Question

Consider two concentric spheres whose radii differ by t = 1 nm, the "thickness" of the interface. At what radius (in nm) of sphere does the volume of a shell equal that of the interior sphere? Assume the shell thickness to be t = 1 nm.

Answer 1

Answer:

Radius of the interior sphere = 3.847 nm

Explanation:

The volume of the shell (Vs) is equal to the difference of the volume of the outer sphere (Vo) and the volume of the inner sphere (Vi).
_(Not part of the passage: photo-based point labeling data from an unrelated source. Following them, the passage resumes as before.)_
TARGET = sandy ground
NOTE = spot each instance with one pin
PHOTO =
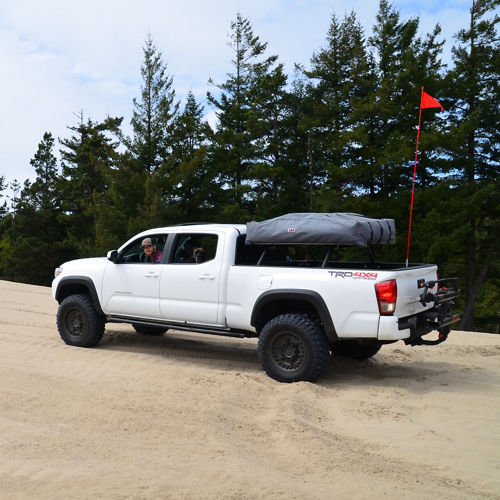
(194, 416)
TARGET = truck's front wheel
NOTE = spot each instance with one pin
(292, 347)
(78, 322)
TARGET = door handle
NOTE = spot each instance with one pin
(206, 277)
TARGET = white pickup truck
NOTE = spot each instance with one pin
(294, 294)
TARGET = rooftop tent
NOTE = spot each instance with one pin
(322, 228)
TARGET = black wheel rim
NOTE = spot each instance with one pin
(288, 352)
(74, 323)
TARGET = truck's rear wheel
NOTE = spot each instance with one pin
(149, 330)
(78, 322)
(292, 347)
(357, 349)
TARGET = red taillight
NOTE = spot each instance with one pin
(387, 294)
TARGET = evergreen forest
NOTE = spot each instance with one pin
(337, 135)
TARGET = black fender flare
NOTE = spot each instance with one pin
(309, 297)
(75, 285)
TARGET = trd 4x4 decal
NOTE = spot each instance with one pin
(358, 275)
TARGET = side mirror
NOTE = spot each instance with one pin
(114, 256)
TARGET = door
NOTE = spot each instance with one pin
(131, 287)
(189, 284)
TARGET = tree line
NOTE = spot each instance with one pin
(337, 135)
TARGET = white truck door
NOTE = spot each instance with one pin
(132, 287)
(190, 282)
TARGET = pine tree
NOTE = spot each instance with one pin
(43, 193)
(404, 63)
(240, 140)
(89, 159)
(35, 231)
(338, 78)
(154, 111)
(474, 148)
(3, 206)
(189, 188)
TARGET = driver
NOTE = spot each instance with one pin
(153, 255)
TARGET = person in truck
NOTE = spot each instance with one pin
(153, 255)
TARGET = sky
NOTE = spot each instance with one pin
(61, 58)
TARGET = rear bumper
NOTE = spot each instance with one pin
(388, 329)
(438, 318)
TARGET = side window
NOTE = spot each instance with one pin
(194, 248)
(134, 253)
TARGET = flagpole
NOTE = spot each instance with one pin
(414, 174)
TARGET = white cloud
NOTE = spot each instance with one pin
(61, 57)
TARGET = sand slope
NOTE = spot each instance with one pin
(193, 416)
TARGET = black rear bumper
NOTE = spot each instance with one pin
(439, 318)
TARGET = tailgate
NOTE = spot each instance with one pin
(410, 282)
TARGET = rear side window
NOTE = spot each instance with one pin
(194, 248)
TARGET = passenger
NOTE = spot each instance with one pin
(194, 252)
(153, 255)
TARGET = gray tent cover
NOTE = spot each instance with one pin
(322, 228)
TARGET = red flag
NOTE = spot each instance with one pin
(427, 101)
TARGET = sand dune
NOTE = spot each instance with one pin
(193, 416)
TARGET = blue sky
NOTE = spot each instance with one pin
(60, 58)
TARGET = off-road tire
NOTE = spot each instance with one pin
(149, 330)
(356, 349)
(78, 322)
(292, 348)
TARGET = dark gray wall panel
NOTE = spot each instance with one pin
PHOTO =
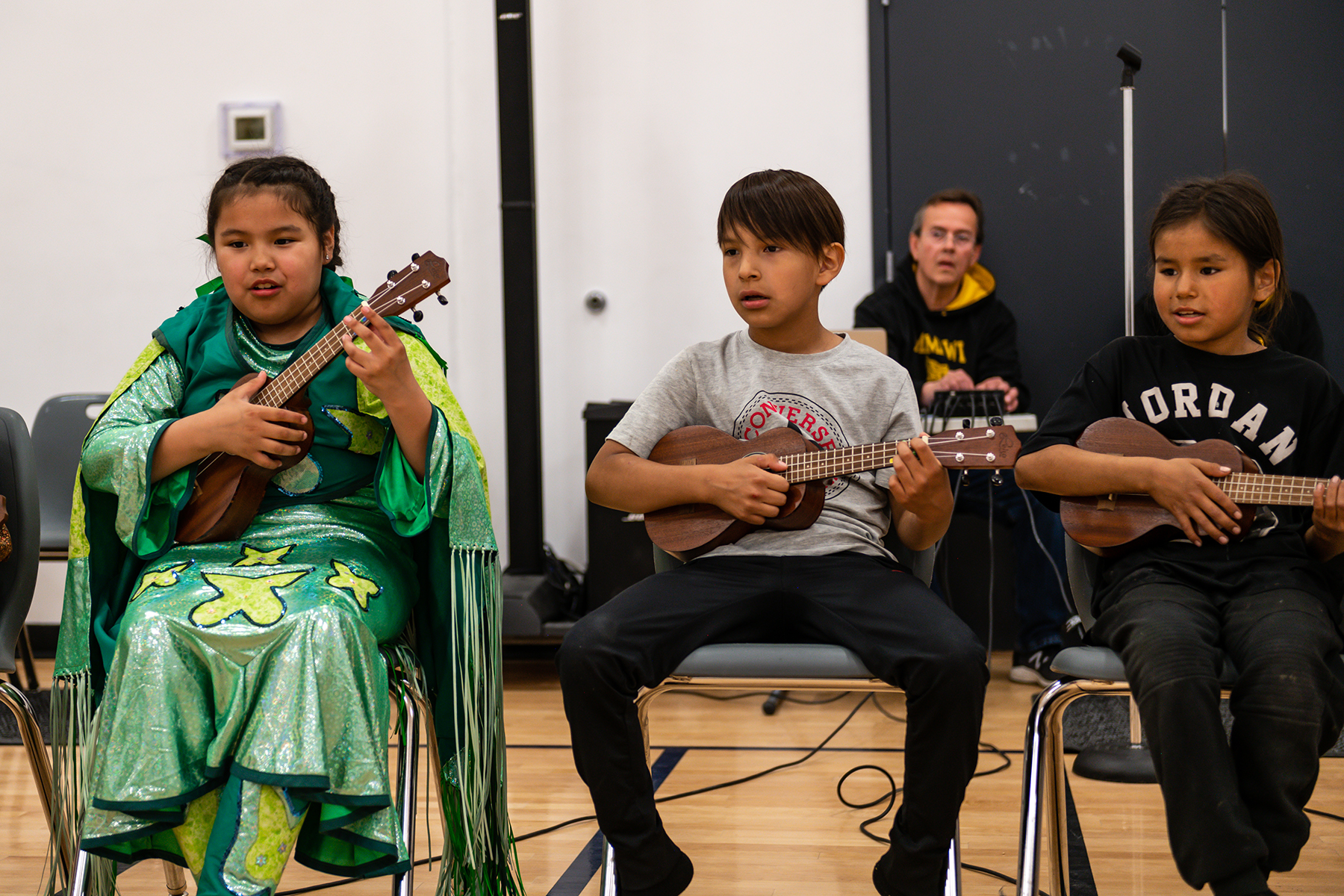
(1021, 104)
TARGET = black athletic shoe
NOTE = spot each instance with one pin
(1034, 668)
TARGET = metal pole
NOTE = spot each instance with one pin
(1132, 60)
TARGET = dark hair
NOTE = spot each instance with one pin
(295, 181)
(1236, 210)
(961, 198)
(783, 206)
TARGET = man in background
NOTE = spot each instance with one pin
(948, 328)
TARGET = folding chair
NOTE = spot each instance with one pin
(772, 667)
(1089, 669)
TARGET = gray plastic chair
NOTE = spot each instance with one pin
(772, 667)
(18, 576)
(58, 435)
(1089, 669)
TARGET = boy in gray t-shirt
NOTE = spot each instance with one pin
(783, 240)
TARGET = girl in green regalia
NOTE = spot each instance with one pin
(242, 702)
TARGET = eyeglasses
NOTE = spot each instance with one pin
(960, 238)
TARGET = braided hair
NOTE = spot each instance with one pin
(295, 181)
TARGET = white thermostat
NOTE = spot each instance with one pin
(249, 129)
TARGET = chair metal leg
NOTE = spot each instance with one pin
(175, 879)
(40, 763)
(952, 886)
(606, 886)
(78, 882)
(408, 759)
(1043, 788)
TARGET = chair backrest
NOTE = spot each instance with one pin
(57, 437)
(18, 574)
(1082, 575)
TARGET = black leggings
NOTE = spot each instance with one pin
(1234, 812)
(900, 630)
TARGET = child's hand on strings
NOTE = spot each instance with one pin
(749, 488)
(1186, 488)
(386, 370)
(383, 367)
(253, 432)
(918, 481)
(1327, 532)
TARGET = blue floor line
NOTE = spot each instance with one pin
(589, 860)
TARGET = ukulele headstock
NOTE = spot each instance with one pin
(971, 449)
(408, 287)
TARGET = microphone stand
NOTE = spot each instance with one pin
(1130, 762)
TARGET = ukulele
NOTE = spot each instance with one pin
(1113, 524)
(685, 531)
(228, 489)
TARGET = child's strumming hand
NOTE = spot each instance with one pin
(749, 488)
(1187, 489)
(1327, 532)
(255, 432)
(386, 370)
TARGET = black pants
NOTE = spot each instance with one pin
(900, 630)
(1234, 812)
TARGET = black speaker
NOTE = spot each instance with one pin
(620, 553)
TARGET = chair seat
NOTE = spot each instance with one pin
(1104, 664)
(1089, 662)
(773, 662)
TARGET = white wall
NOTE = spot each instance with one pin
(645, 113)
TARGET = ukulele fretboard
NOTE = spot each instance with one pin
(1260, 488)
(951, 450)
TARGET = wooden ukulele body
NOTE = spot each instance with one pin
(685, 531)
(228, 489)
(1113, 524)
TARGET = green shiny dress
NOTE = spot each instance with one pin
(245, 680)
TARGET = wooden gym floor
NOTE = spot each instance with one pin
(781, 835)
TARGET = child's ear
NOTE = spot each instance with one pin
(830, 264)
(1265, 281)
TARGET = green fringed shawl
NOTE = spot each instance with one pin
(455, 635)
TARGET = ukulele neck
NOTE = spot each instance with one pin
(1260, 488)
(304, 368)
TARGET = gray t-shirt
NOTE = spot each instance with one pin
(840, 398)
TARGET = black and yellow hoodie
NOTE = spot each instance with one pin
(974, 332)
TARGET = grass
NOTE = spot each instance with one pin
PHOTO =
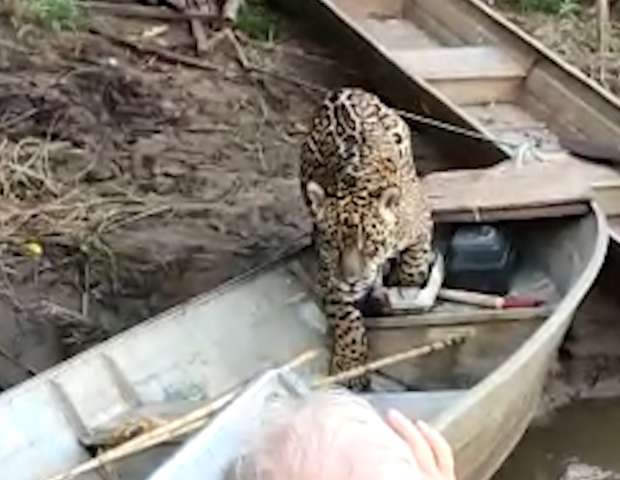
(559, 7)
(56, 15)
(258, 21)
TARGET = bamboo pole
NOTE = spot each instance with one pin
(172, 429)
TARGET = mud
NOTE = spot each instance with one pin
(201, 168)
(142, 181)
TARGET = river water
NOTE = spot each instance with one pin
(587, 431)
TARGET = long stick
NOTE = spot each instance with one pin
(603, 34)
(169, 430)
(398, 357)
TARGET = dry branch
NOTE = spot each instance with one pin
(603, 34)
(199, 417)
(172, 429)
(160, 52)
(390, 360)
(139, 11)
(230, 10)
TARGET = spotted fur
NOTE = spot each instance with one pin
(359, 182)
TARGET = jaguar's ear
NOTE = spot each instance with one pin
(316, 195)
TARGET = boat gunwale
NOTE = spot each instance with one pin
(426, 86)
(295, 250)
(560, 318)
(49, 374)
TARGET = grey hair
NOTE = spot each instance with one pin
(329, 434)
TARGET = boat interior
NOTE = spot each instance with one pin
(478, 68)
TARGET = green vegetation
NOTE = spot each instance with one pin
(53, 14)
(561, 7)
(257, 20)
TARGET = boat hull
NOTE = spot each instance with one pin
(207, 346)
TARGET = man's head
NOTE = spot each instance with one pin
(328, 436)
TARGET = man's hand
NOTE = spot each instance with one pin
(431, 451)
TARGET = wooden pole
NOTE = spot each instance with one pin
(603, 35)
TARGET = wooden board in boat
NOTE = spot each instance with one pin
(206, 347)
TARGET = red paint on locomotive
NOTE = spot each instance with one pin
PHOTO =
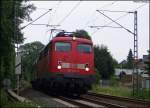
(68, 58)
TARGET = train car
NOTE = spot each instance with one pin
(66, 64)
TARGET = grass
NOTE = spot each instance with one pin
(6, 103)
(113, 90)
(143, 94)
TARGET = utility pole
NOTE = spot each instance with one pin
(135, 64)
(18, 60)
(135, 74)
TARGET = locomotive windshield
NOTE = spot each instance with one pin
(84, 48)
(62, 46)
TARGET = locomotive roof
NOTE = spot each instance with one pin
(71, 38)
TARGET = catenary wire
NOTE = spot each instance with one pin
(117, 19)
(69, 13)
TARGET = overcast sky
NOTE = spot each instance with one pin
(72, 15)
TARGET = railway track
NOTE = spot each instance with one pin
(81, 102)
(114, 101)
(90, 100)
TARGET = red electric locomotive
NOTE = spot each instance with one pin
(65, 64)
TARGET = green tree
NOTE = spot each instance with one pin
(30, 52)
(82, 34)
(103, 61)
(12, 15)
(129, 64)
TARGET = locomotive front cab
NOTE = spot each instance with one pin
(73, 56)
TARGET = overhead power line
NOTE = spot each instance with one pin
(36, 19)
(110, 23)
(115, 22)
(119, 18)
(55, 10)
(69, 12)
(104, 6)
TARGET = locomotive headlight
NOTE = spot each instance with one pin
(86, 69)
(73, 38)
(58, 67)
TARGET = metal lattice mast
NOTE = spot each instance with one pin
(135, 69)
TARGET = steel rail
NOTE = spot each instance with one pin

Then:

$V_s=V_o-V_i=V_i\\V_o=2*V_i$

If we express the radius of the outer sphere (ro) in function of the radius of the inner sphere (ri), we have (e being the shell thickness):

$r_o=r_i+e$

The first equation becomes

$\frac{4 \pi}{3}*r_o^{3} = 2 * \frac{4 \pi}{3}*r_i^{3} \\\\\frac{4 \pi}{3}*(r_i+e)^{3} = 2 * \frac{4 \pi}{3}*r_i^{3} \\\\(r_i+e)^{3} = 2 *r_i^{3} \\\\(r_i^{3}+3r_i^{2}e+3r_ie^{2}+e^{3})=2r_i^{3}\\\\-r_i^{3}+3r_i^{2}e+3r_ie^{2}+e^{3}=0\\\\-r_i^{3}+3r_i^{2}+3r_i+1=0$

To find ri that satisfies this equation we have to find the roots of the polynomial.

Numerically, it could be calculated that ri=3.847 nm satisfies the equation.

So if the radius of the interior sphere is 3.847 nm, the volume of the interior sphere is equal to the volume of the shell of 1nm.